Apesar disso, ressalta que as precipitações não foram anormais e, na medida em que o ano se aproxima do fim, a tendência é que as chuvas ocorram com maior frequência. “Não conseguimos fazer uma previsão muito antecipada, pois esse sistema é muito volátil, se forma e se dissipa muito rapidamente, mas, com a proximidade da quadra chuvosa, a tendência é de chuvas mais regulares”, explica Raul.
Justamente pelo fato do VCAN ser instável, a Funceme não faz prognóstico para a pré-estação. No entanto, outros órgãos meteorológicos divulgaram previsão para o período.
O Centro de Previsão de Tempo e Estudos Climáticos – CPTEC/Inpe prevê chuva abaixo da média histórica. Já o Instituto Nacional de Meteorologia (Inmet) aponta ocorrência de precipitações dentro da normalidade.
Apesar das previsões, Fritz esclarece que as chuvas da pré-estação não possuem congruência com as precipitações ocorridas entre fevereiro a maio. “São fenômenos distintos. Na estação, o principal sistema indutor de chuva é a Zona de Convergência Intertropical (ZCIT)”, pontua.

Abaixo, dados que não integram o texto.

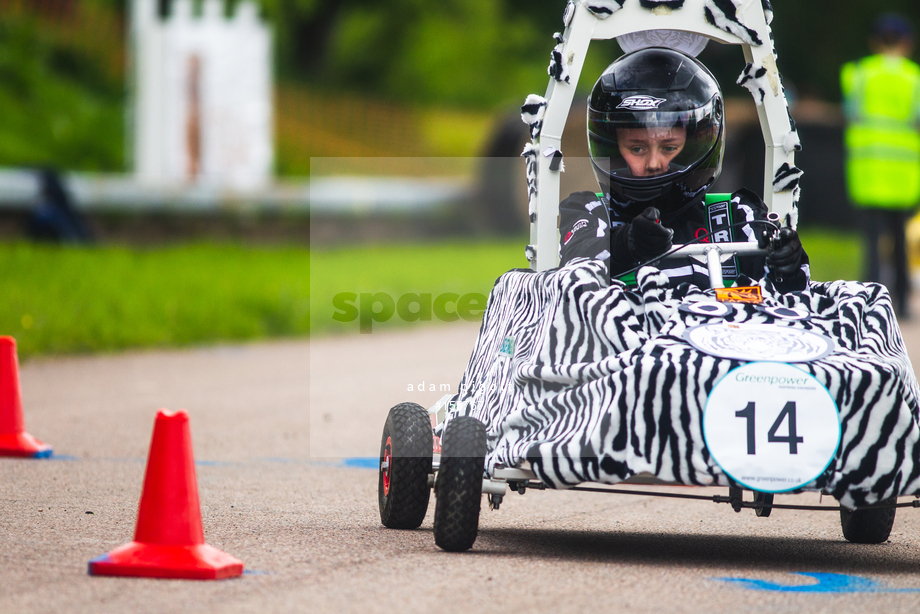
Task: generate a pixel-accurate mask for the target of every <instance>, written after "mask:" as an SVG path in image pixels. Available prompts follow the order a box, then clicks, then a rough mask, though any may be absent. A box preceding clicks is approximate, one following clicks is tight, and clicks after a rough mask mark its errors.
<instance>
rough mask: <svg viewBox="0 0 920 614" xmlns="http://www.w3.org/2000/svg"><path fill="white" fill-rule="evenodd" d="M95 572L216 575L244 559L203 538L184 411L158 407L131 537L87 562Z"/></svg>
mask: <svg viewBox="0 0 920 614" xmlns="http://www.w3.org/2000/svg"><path fill="white" fill-rule="evenodd" d="M89 573H90V575H93V576H136V577H143V578H187V579H192V580H219V579H221V578H232V577H236V576H239V575H241V574H242V573H243V562H242V561H240V560H239V559H237V558H235V557H232V556H230V555H229V554H227V553H226V552H222V551H221V550H218V549H217V548H214V547H213V546H209V545H207V544H206V543H204V532H203V531H202V528H201V506H200V505H199V503H198V482H197V480H196V478H195V460H194V456H193V454H192V436H191V433H190V431H189V426H188V414H187V413H186V412H185V411H184V410H182V411H178V412H175V413H170V412H167V411H166V410H162V409H161V410H160V411H159V412H157V419H156V422H155V423H154V425H153V438H152V439H151V441H150V455H149V456H148V458H147V472H146V475H145V476H144V491H143V492H142V493H141V502H140V505H139V507H138V512H137V528H136V529H135V531H134V541H133V542H131V543H129V544H125V545H124V546H121V547H119V548H116V549H115V550H112V551H111V552H109V553H108V554H104V555H102V556H100V557H98V558H95V559H93V560H91V561H90V562H89Z"/></svg>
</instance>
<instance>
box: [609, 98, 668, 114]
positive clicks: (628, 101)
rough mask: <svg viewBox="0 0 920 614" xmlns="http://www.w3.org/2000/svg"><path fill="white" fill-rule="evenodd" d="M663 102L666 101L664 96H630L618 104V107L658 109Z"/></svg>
mask: <svg viewBox="0 0 920 614" xmlns="http://www.w3.org/2000/svg"><path fill="white" fill-rule="evenodd" d="M662 102H665V99H664V98H655V97H654V96H644V95H642V96H630V97H629V98H626V99H624V100H623V102H621V103H620V104H618V105H617V108H618V109H634V110H637V111H644V110H648V109H657V108H658V107H659V106H660V105H661V103H662Z"/></svg>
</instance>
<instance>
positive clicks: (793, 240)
mask: <svg viewBox="0 0 920 614" xmlns="http://www.w3.org/2000/svg"><path fill="white" fill-rule="evenodd" d="M804 253H805V250H804V249H803V248H802V241H801V240H800V239H799V233H797V232H796V231H794V230H792V229H791V228H781V229H780V231H779V232H778V233H776V235H775V236H774V239H773V241H771V242H770V243H769V244H768V245H767V266H768V267H769V268H770V269H771V270H773V271H774V272H776V273H778V274H780V275H782V276H784V277H789V276H791V275H793V274H795V272H796V271H798V270H799V266H800V265H801V264H802V254H804Z"/></svg>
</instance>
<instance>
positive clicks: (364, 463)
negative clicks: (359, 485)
mask: <svg viewBox="0 0 920 614" xmlns="http://www.w3.org/2000/svg"><path fill="white" fill-rule="evenodd" d="M342 464H343V465H345V466H346V467H350V468H353V469H373V470H375V471H376V470H377V469H380V459H379V458H377V457H376V456H356V457H354V458H346V459H343V460H342Z"/></svg>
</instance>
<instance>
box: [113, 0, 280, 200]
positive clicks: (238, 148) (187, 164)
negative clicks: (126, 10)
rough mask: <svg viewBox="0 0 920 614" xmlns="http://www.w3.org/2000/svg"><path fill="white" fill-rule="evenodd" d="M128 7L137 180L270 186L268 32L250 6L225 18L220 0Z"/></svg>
mask: <svg viewBox="0 0 920 614" xmlns="http://www.w3.org/2000/svg"><path fill="white" fill-rule="evenodd" d="M158 4H159V3H158V1H157V0H131V38H130V40H131V43H132V46H131V49H132V52H131V53H132V65H133V71H132V75H133V84H132V86H133V87H132V95H133V96H132V97H133V105H132V111H131V117H130V120H129V133H130V134H131V138H132V140H133V143H132V145H131V148H130V149H131V150H132V151H133V156H134V170H135V173H136V176H137V179H138V181H140V182H141V183H143V184H147V185H151V186H167V185H177V184H179V185H189V184H196V185H207V186H212V187H217V188H226V189H229V190H237V191H247V190H254V189H259V188H261V187H264V186H266V185H267V184H269V183H270V181H271V175H272V164H273V139H272V132H273V128H272V123H273V122H272V77H271V72H272V66H271V35H270V32H269V29H268V27H267V26H266V25H265V24H264V23H263V22H262V21H261V20H260V18H259V16H258V11H257V8H256V6H255V4H254V3H253V2H252V1H251V0H244V1H243V2H242V3H241V4H240V5H239V6H238V7H237V9H236V11H235V12H234V14H233V15H232V16H231V17H229V18H228V17H226V16H225V15H224V3H223V1H222V0H204V7H203V11H202V14H201V15H199V16H196V15H193V7H192V0H172V3H171V11H170V15H169V16H168V17H167V18H165V19H163V18H161V17H160V16H159V13H158Z"/></svg>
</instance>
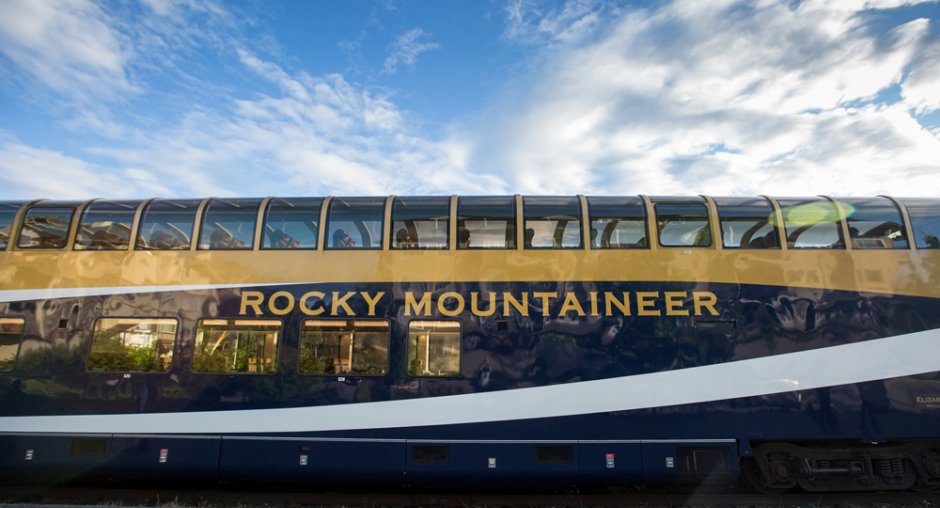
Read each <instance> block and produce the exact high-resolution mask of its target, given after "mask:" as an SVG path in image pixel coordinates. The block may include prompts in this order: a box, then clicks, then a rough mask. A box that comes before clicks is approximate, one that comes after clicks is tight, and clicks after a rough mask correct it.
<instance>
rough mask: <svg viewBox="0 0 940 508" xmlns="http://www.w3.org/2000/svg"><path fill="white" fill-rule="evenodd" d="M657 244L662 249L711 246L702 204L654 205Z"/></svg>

Para a agricultora Maria Lurdes, as explicações meteorológicas são um mero “detalhe”. Ela e as famílias que residem no Sítio Barrocas, no Distrito de José de Alencar, em Iguatu, só desejam que a chuva chegue logo. “O último inverno foi até bom, mas tivemos muitos anos de seca que deixaram o chão e os açudes secos. Precisamos de água o quanto antes”, suplica a sertaneja de 47 anos.